Feedback on UFS2 tuning for large number of small files (~100m)
Arthur Chance
freebsd at qeng-ho.org
Wed Jun 8 14:16:08 UTC 2016
On 08/06/2016 11:53, Eduardo Morras via freebsd-questions wrote:
> On Wed, 8 Jun 2016 11:14:40 +0300
> Ciprian Dorin Craciun <ciprian.craciun at gmail.com> wrote:
>
>> Hello all! (Please keep me in CC as I'm not subscribed on the mailing
>> list. Should I perhaps post this to the `freebsd-fs` mailing list?)
>>
>>
>> I would like your feedback on tuning a UFS2 file-system for the
>> following use-case, which is very similar to a maildir mail server. I
>> tried to look for hints on the internet, but found nothing more
>> in-depth than enabling soft-updates, `noatime`, etc.
>>
>
> You can use tunefs to set:
>
> a) average file size and expected number of files per directory,
> b) check if your filesystem has any ACL flags on (NFS, POSIX, whatever) and disable them if you don't use ACLs,
> c) if filesystem is full or near full, system switch from faster writes to minimize fragmentation strategy (slower), force the fast access optimization.
>
> They requires a umount/mount only no reformating.
>
> Newfs can set those values at fs formatting/createing.
>
> There are some sysctl you can tweak, again without reformating:
>
> vfs.ufs.dirhash_maxmem: maximum allowed dirhash memory usage
Minor point: this looks like it's dependent on the memory size.

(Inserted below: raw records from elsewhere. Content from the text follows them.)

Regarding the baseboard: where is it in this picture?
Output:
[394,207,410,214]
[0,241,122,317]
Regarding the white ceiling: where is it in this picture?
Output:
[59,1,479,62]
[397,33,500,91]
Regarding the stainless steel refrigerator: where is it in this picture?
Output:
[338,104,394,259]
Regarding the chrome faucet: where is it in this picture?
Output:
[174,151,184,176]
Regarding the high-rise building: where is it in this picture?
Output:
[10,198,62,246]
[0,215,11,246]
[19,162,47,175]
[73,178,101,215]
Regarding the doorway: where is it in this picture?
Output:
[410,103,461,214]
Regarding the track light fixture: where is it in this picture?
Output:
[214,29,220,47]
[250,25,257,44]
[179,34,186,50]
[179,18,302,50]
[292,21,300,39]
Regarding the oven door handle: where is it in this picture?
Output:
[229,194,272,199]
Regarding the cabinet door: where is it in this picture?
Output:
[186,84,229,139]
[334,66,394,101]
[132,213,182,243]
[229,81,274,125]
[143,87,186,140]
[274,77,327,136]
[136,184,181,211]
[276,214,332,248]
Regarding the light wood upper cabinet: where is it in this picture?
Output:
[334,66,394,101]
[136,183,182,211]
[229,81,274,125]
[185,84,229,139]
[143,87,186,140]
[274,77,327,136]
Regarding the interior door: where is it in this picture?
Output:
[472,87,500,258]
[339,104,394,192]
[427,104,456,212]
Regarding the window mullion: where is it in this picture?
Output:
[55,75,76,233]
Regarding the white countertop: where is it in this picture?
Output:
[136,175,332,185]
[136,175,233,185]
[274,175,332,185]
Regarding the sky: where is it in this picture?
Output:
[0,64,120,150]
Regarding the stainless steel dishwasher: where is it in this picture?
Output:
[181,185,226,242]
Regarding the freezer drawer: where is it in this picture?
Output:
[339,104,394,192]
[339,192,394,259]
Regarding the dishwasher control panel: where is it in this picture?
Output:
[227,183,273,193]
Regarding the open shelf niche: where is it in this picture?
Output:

On my
32GB machine it's 27.8 MB, on my 4GB machine it's 6.5 MB, and on a 2GB
machine it's 3.3 MB.
>
> Defaul value is 6MB. Check first dirhash usage with
>
> #sysctl vfs.ufs.dirhash_mem
>
> and if it's equal or close to maxmem, grow it (24MB or more, f.ex.)
>
> Tuning at ffs level are more tricky and risky, check sysctl vfs.ffs.*
--
Moore's Law of Mad Science: Every eighteen months, the minimum IQ
necessary to destroy the world drops by one point.